Robocalls have been part of American life for years. As people have moved from landlines to cell phones, robocalls have moved with them. Robocall volume reached almost 46 billion in 2020. This is despite Federal Trade Commission (FTC) rules and regulations that have helped establish the Do Not Call Registry. Research shows the positive effects of these efforts have been modest.
The FTC continues to push to improve its work to drive robocall incidents lower. It has a program with three major tactics:
Issuing hundreds of millions of dollars in enforcement actions against illegal robocallers.
Empowering phone companies to block by default illegal or unwanted calls based on reasonable call analytics before the calls reach consumers.
Allowing consumer options on tools to block calls from any number that doesn’t appear on a customer’s contact list or other “white list.”
Data shows that some cities and states need help much more than others do. A new robocall research report from YouMail shows that overall robocalls increased 15% from January to February to reach 4.6 billion. The city hit hardest was Baton Rouge, where there were 38.9 robocalls per person, an increase of 19% per person from January. That gives Baton Rouge the distinction of the city where people get the most robocalls.

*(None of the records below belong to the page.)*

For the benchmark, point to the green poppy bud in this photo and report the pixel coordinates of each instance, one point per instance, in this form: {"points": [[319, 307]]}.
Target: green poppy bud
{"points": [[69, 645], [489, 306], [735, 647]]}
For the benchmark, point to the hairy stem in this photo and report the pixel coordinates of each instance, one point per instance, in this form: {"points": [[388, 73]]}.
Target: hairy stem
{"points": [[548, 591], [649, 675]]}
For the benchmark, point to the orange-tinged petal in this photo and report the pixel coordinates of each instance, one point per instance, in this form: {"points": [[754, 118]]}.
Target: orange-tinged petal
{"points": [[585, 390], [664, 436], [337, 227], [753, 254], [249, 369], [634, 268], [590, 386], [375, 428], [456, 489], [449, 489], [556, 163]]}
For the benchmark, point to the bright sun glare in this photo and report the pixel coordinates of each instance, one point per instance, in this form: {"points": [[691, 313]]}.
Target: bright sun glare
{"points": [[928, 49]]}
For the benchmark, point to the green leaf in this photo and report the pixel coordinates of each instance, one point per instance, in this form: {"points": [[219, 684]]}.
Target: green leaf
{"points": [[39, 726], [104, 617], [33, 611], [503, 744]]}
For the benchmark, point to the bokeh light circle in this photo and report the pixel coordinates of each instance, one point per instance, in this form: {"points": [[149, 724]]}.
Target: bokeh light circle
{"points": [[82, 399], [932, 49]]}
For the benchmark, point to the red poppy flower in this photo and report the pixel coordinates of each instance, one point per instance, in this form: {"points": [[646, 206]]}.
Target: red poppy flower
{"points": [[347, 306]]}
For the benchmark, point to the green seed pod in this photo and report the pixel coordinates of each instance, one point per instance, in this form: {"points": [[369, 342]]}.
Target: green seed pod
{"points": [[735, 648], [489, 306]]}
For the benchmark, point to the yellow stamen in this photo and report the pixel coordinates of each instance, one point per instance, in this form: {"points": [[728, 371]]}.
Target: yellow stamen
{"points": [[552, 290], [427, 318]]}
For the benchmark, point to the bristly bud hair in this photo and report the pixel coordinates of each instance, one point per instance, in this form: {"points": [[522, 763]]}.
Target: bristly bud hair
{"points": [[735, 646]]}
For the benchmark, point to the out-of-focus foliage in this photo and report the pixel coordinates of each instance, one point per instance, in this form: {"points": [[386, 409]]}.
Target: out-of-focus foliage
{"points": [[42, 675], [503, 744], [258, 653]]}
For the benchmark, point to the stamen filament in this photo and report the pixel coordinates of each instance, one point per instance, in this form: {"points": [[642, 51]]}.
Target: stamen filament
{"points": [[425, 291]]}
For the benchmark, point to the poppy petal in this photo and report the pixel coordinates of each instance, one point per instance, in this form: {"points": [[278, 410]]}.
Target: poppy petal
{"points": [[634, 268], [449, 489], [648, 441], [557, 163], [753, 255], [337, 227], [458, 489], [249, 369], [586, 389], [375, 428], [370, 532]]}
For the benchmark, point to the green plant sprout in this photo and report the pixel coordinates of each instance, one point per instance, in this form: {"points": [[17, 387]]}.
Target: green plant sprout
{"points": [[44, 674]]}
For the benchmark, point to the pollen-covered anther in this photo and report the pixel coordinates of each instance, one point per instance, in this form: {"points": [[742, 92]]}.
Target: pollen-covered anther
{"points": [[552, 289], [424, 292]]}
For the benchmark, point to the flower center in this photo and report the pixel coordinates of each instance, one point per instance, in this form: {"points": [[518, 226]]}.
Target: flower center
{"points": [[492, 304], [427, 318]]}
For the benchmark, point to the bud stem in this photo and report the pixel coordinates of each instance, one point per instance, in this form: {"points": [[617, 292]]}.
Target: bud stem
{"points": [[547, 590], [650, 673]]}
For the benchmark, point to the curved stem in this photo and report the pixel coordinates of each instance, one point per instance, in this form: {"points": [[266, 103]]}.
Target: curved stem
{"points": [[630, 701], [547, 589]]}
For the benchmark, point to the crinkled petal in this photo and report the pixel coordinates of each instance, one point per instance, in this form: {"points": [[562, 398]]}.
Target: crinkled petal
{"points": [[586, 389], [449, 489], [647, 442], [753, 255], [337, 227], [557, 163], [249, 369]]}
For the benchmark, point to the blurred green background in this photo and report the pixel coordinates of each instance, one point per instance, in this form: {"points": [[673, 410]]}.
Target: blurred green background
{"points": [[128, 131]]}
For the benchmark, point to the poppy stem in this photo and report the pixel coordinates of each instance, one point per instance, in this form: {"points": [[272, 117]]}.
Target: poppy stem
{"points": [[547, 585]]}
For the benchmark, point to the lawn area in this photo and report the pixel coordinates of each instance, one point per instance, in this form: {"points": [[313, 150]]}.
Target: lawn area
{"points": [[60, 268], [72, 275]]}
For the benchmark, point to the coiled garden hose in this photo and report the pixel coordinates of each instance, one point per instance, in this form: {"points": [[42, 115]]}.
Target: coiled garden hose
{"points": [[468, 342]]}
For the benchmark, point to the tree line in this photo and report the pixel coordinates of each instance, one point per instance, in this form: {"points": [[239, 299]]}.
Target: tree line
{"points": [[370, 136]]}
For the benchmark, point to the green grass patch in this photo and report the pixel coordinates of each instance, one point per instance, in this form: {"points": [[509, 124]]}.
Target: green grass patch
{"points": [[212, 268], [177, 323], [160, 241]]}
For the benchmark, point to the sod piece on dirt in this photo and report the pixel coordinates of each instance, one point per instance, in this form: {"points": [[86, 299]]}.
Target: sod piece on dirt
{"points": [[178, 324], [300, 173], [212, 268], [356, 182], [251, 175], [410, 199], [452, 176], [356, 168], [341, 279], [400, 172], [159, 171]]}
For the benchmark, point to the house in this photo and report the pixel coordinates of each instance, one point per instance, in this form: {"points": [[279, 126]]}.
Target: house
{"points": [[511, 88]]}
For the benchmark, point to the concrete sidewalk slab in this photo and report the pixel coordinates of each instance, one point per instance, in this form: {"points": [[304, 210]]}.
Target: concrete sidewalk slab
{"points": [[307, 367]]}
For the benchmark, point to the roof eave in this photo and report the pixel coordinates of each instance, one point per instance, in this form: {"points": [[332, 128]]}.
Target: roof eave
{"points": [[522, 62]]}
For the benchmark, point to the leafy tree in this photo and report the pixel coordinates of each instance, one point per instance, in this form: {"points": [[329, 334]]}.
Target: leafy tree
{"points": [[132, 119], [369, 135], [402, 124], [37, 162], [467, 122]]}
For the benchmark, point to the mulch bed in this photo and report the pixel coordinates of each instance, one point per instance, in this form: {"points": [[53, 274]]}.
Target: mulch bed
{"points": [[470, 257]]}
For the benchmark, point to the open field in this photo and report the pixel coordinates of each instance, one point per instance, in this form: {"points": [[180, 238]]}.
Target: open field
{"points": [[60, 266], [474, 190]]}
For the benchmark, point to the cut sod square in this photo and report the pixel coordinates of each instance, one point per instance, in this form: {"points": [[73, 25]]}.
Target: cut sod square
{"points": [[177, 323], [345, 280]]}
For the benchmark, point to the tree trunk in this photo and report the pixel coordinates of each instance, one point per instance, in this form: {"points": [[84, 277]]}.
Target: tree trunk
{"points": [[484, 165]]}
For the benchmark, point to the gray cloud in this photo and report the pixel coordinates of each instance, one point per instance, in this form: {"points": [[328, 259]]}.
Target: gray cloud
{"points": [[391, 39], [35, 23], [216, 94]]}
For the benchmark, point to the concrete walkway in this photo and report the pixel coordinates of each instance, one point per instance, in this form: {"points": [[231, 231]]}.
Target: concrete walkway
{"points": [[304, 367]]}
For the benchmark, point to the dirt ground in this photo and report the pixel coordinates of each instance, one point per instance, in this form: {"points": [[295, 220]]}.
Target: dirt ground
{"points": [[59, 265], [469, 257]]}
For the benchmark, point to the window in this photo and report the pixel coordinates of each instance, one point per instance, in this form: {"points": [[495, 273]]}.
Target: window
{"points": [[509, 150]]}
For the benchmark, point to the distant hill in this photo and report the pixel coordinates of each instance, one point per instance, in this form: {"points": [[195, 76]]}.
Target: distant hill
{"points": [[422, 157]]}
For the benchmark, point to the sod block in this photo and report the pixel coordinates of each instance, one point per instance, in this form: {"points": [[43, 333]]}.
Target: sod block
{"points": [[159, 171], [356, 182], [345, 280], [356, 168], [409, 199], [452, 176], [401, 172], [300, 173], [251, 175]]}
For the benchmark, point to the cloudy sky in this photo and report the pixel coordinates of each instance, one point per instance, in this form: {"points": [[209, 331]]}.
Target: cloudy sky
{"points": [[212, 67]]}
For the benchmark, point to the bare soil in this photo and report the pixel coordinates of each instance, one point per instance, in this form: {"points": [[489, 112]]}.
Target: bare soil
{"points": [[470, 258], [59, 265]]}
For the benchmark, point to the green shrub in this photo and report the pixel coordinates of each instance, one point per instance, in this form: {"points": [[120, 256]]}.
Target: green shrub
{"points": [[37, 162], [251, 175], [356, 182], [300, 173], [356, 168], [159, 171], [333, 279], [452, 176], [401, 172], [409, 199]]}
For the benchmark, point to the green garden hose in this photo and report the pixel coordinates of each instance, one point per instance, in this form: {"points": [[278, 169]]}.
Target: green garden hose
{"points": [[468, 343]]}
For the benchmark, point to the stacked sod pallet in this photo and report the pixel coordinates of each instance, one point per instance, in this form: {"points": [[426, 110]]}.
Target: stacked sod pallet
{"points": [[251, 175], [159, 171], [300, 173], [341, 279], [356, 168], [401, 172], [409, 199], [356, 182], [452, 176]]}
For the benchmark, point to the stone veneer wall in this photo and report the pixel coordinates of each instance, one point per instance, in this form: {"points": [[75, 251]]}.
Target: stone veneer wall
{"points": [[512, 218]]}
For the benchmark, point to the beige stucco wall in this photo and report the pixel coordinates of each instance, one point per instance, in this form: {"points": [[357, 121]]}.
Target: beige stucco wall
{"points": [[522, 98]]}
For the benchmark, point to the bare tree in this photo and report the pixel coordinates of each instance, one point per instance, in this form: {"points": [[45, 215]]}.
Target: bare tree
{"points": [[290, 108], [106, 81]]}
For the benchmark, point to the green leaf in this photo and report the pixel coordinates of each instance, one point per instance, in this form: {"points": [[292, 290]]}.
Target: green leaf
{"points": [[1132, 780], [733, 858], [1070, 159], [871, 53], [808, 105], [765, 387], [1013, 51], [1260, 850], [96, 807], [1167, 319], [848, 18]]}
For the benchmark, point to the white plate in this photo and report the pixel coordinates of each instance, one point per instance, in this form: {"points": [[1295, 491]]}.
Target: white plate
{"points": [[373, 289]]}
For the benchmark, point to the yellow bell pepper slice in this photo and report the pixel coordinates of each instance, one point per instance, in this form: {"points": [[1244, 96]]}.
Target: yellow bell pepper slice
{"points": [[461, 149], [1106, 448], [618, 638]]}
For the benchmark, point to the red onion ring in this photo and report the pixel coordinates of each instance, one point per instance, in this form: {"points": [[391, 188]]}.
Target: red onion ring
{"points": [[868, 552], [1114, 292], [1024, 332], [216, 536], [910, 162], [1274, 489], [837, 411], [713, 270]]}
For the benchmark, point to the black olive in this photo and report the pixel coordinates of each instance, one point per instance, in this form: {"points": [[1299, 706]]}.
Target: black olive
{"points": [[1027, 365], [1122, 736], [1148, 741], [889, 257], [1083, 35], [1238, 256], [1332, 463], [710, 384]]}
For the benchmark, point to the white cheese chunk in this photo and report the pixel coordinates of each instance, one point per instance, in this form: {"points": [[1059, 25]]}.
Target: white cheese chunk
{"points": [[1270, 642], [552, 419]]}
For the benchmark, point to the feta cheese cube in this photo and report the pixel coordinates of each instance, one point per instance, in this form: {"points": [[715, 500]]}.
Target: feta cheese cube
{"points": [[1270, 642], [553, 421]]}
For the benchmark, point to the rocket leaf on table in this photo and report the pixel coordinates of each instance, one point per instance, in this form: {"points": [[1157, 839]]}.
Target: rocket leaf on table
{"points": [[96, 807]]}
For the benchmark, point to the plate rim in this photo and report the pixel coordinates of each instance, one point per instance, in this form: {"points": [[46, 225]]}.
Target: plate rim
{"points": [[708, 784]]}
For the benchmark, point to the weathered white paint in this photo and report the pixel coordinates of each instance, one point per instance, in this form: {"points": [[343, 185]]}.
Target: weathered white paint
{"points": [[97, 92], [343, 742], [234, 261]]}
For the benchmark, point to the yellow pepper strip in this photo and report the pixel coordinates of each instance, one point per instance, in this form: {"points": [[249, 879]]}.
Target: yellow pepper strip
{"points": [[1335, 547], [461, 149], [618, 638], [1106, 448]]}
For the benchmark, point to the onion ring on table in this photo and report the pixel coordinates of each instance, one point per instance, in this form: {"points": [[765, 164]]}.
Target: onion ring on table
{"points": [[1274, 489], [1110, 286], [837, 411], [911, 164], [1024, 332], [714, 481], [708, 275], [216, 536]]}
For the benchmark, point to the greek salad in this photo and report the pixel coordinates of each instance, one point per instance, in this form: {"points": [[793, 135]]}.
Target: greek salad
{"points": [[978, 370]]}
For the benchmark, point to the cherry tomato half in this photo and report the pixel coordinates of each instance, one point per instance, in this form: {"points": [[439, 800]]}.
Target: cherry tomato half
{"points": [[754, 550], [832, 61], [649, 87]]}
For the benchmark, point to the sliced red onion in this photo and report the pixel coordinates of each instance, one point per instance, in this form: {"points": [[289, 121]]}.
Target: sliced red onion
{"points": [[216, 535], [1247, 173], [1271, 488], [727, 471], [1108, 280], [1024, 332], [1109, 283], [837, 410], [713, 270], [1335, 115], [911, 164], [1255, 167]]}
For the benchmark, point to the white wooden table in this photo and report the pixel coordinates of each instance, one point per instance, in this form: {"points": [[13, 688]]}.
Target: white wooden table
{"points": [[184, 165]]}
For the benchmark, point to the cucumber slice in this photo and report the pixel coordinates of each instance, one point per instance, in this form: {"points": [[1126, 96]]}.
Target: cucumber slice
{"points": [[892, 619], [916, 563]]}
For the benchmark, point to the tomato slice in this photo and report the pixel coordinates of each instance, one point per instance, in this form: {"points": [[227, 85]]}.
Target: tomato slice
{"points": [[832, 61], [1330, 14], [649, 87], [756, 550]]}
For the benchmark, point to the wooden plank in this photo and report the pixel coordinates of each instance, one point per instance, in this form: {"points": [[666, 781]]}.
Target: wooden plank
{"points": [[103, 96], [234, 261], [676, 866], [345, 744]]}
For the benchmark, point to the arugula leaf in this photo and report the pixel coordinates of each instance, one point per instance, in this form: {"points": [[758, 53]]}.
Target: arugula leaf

Several other cities had additional records for getting the most robocalls based on other yardsticks. The city with the highest number of robocalls in February was Atlanta at 171.1 million. The state with the most robocalls was Texas at 513.3 million.
YouMail CEO Alex Quilici commented on a recent trend: “Robocallers are basically back in action. As economies continue their reopening journey, it’s not a surprise to see robocalls essentially return to pre-pandemic levels.”
Robocalls are divided into two categories: “scam” and “illegal.” The most frequent type of scam call in February was “scams” at 2.2 billion, followed by “alerts and reminders” at 1.2 billion and “payments and reminders” at 640 million. The most frequent illegal robocalls were “warranty scams” at 339 million, followed by “health-related scams” at 202 million.
To put the huge wave of robocalls in perspective, note that in February there were 159 million calls a day, or 1,911 per second.